Taoisme diyakini menjadi inspirasi bagi konsep spiritual dalam budaya Jepang.[butuh rujukan] Taoisme mirip dengan Shinto dalam hal itu juga dimulai sebagai agama asli di Tiongkok, meskipun lebih hermetis daripada perdukunan. Pengaruh Taoisme dapat dilihat di seluruh budaya tetapi pada tingkat yang lebih rendah daripada Konfusianisme.
Taoisme dalam bentuk yang diambil di Jepang dapat dengan mudah dilihat sebagai takhayul atau astrologi dan konsep setan dan roh tampaknya berakar pada pengaruh Tao seperti Onmyōdō dan Shugendō. Ritual setsubun (節分) yang dipraktikkan secara luas di mana pelantun mengulangi "Iblis keluar! Keberuntungan masuk!" memiliki dasar dalam Taoisme dan juga menyentuh hubungannya dengan uchi-soto. Ada budaya konsultasi di mana ogamiyasan dipanggil untuk memberikan wawasan berbasis Taoisme mereka untuk menanggung peristiwa seperti pembangunan rumah. Taoisme memiliki kalender dimana seseorang dapat menentukan hari terbaik, elemen dan waktu harus dipilih untuk mewarnai suatu peristiwa dalam cahaya yang tepat (Tengenjutsu (meramal)).[1]
Etimologi
Kanji Jepang untuk Taoisme adalah 道教 (Dô-kyô). Akar dari kanji ini adalah 道 ( michi, jalan, cara) + 教 ( kyō , doktrin, pengajaran, pendidikan). Dô memiliki karakter Tionghoa yang sama dengan tao , 道 yang secara harfiah berarti "jalan".[2]
Taoisme di Jepang
Menurut sebuah kisah dari Nihon Shoki, seorang pria bernama Tajima Mori berangkat untuk menjelajahi ramuan keabadian dan mencapai Tanah Abadi, di mana ia membawa kembali "buah harum" untuk ditawarkan kepada penguasanya; yang terakhir ternyata sudah mati sehingga Tajima Mori mengikutinya. “Para sarjana telah mengidentifikasinya sebagai pulau Penglai yang abadi, dan 'buah harum' sebagai jeruk mandarin".[3]
Sistem hukum Tiongkok dibawa ke Jepang pada akhir abad ke-7 dan awal abad ke-8, khususnya Biro yin dan yang , Ommyokan , untuk menangani urusan pengaturan waktu, astronomi, interpretasi mimpi dan perhitungan kalender serta yin-yang dan kosmologi Lima Fase. Pada abad ke-10, ini berkembang dengan ritual untuk membuang kecenderungan sial dan ini dikenal sebagai praktik keagamaan di Jepang yang disebut inyodo (Onmyōdō) atau ramalan yin-yang.

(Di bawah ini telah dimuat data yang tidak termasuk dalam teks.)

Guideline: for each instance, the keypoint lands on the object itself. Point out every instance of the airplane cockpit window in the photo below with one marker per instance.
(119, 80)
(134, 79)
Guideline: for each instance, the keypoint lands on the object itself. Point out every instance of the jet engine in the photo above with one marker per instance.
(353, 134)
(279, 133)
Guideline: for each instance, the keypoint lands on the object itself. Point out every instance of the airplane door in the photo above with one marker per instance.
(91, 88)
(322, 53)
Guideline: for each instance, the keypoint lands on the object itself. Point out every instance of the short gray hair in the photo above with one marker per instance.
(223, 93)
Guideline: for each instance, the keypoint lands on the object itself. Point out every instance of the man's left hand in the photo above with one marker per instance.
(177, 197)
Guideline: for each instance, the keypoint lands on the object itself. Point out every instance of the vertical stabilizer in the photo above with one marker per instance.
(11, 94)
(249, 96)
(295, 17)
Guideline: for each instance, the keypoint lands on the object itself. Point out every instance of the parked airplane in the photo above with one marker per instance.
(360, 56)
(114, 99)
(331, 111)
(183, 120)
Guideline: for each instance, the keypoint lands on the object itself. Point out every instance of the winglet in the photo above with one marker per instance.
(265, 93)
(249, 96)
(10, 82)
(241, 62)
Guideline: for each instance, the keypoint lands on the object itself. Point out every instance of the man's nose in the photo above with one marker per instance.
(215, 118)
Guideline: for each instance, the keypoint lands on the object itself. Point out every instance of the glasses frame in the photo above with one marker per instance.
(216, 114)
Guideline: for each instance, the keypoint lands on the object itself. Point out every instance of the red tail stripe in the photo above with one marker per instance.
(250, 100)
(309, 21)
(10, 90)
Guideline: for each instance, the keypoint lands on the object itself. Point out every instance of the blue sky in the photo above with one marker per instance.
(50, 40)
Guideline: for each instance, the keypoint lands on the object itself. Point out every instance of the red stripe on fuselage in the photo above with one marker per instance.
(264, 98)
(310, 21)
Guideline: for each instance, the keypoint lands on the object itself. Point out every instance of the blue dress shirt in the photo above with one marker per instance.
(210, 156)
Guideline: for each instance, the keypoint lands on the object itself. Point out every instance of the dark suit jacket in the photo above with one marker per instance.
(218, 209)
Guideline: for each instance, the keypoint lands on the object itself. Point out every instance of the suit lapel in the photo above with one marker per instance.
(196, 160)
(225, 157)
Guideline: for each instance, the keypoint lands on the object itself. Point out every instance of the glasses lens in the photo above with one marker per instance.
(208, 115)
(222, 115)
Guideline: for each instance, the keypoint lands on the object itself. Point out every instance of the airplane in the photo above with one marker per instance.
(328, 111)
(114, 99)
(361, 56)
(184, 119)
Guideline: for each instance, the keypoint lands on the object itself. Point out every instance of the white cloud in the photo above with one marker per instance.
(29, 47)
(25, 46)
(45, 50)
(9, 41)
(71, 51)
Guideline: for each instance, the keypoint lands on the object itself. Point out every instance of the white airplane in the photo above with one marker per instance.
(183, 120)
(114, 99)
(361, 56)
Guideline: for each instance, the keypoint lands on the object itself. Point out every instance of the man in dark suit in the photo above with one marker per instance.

Taoisme juga mempengaruhi Shugendo, perdukunan Jepang dan pemujaan gunung. Ini dimulai pada abad ke-7 dan menggabungkan unsur-unsur Buddhisme, ramalan yin-yang, Shinto dan Tao. Salah satu mantra pengaruh Tao adalah "Turun, prajurit dan pejuang, dan berbaris di depanku!" yang digunakan untuk memasuki gunung suci pada hari-hari tertentu. Rumus ritual lain yang terbukti dari Taoisme adalah "Cepat, cepat, sesuai dengan undang-undang dan tata cara!" yang dapat dilihat di spanduk, jimat dan genteng bahkan sampai hari ini di Jepang.
Pengaruh Tao bahkan sampai ke Shinto, khususnya Ise dan Yoshida Shintō, keduanya berkembang di Kamakura pada tahun 1281. Shinto menjadi salah satu doktrin politik Jepang di awal abad ke-20, yang dikenal sebagai Shinto Negara. Pada tahun 1950, Masyarakat untuk Penelitian Daoisme didirikan. Pada tahun 1951, Society menerbitkan jurnal pertamanya.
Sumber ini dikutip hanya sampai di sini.